Moot point for Tris. When she wakes up from her test her test-taker (Maggie Q) is freaked. She tells her, “Your results were Abnegation ... and Erudite ... and Dauntless.” This is “extremely rare.” It’s called “divergent.” Don’t tell anyone.

So why did you just tell her?

What happens to divergents? They’re killed. To keep the peace. Because who needs someone who can unite factions?

Anyway, Beatrice now has to choose without a proper test, and for some reason—because she’d always admired them?—she drips blood onto Dauntless. And off she goes with Dauntless, who spend their days jumping off and on of el trains. Because Dauntless.
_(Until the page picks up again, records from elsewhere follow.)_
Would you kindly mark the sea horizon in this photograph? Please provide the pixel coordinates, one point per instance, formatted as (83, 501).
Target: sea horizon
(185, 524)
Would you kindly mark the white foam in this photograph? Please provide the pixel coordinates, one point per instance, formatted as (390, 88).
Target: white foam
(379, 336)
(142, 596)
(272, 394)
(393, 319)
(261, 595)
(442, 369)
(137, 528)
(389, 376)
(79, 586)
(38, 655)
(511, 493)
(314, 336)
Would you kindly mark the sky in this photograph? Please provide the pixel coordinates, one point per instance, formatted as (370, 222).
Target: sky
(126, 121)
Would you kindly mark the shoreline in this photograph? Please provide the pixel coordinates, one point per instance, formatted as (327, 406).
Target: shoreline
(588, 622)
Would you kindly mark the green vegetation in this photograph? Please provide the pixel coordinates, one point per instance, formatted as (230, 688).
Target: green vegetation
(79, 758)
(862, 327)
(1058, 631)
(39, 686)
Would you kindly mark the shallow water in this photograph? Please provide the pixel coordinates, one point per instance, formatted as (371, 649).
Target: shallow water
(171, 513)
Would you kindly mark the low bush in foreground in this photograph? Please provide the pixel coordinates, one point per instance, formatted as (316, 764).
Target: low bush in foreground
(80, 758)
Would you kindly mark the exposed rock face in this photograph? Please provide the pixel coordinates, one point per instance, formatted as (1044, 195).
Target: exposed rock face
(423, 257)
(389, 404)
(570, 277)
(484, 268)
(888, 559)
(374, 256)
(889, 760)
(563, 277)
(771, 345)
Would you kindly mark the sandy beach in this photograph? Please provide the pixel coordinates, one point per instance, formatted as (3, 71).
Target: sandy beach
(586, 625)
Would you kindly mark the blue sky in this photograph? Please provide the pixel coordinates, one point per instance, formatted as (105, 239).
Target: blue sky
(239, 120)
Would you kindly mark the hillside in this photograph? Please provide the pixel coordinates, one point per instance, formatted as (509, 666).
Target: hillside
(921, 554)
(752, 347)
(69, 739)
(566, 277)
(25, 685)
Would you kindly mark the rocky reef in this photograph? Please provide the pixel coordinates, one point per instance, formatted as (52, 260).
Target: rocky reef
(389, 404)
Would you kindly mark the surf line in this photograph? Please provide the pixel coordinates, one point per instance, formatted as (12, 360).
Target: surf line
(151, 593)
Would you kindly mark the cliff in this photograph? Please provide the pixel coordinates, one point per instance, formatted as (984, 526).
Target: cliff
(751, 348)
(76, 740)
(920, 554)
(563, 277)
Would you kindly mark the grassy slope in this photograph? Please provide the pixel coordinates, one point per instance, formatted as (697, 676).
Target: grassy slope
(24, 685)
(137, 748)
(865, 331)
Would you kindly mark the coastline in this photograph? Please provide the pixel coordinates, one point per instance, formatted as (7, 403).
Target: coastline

In her training, Beatrice reveals herself to be brave and smart (and selfless and honest), but she’s not that strong. There are contests, and she keeps losing, and is in danger of being drummed out of Dauntless and winding up with the wretched refuse that is the factionless. All of this takes place in Dauntless’ domain, which resembles a prison mixed with an archeological dig. She makes a few friends (Zoë Kravitz, formerly Candor), and a few enemies (Miles Teller, also formerly Candor). The trainers are Eric (Jai Courtney), a total asshole, and Four (Theo James), a kind of asshole but with nicer lips, so he becomes The Love Interest. He takes a subtle/not-so subtle shine to Tris. He’s also—third-act reveal—divergent himself.

Decking Kate Winslet

So what’s the story beyond the training? There’s an attempted coup, of course. Because some idiot put the weakest people in charge. I think that might’ve been author Veronica Roth. Who’s like 6 years old, according to Wikipedia.

After the training and the graduation, Tris and Four, together with mom and pops, work to prevent a coup by the sneakier elements of Erudite (Kate Winslet, working below her pay grade), and Dauntless (Meki Phifer, working at about his). Tris gets to punch Kate Winslet, and the rag-tag elements that prevent the coup take the el out of town and look into a sequel-filled future. That’s the studio’s plan anyway: this one, its sequel, and the final book cut into two movies to double the box office. What studios now call “The usual.” Moviegoers might have other ideas.

Pull back a moment. What does this story remind you of? This story: a few well-trained soldiers protecting the weak from evil, power-hungry thinkers? What is that?

It’s almost every movie ever made.

If Tris, or director Neil Burger, had only chosen Candor.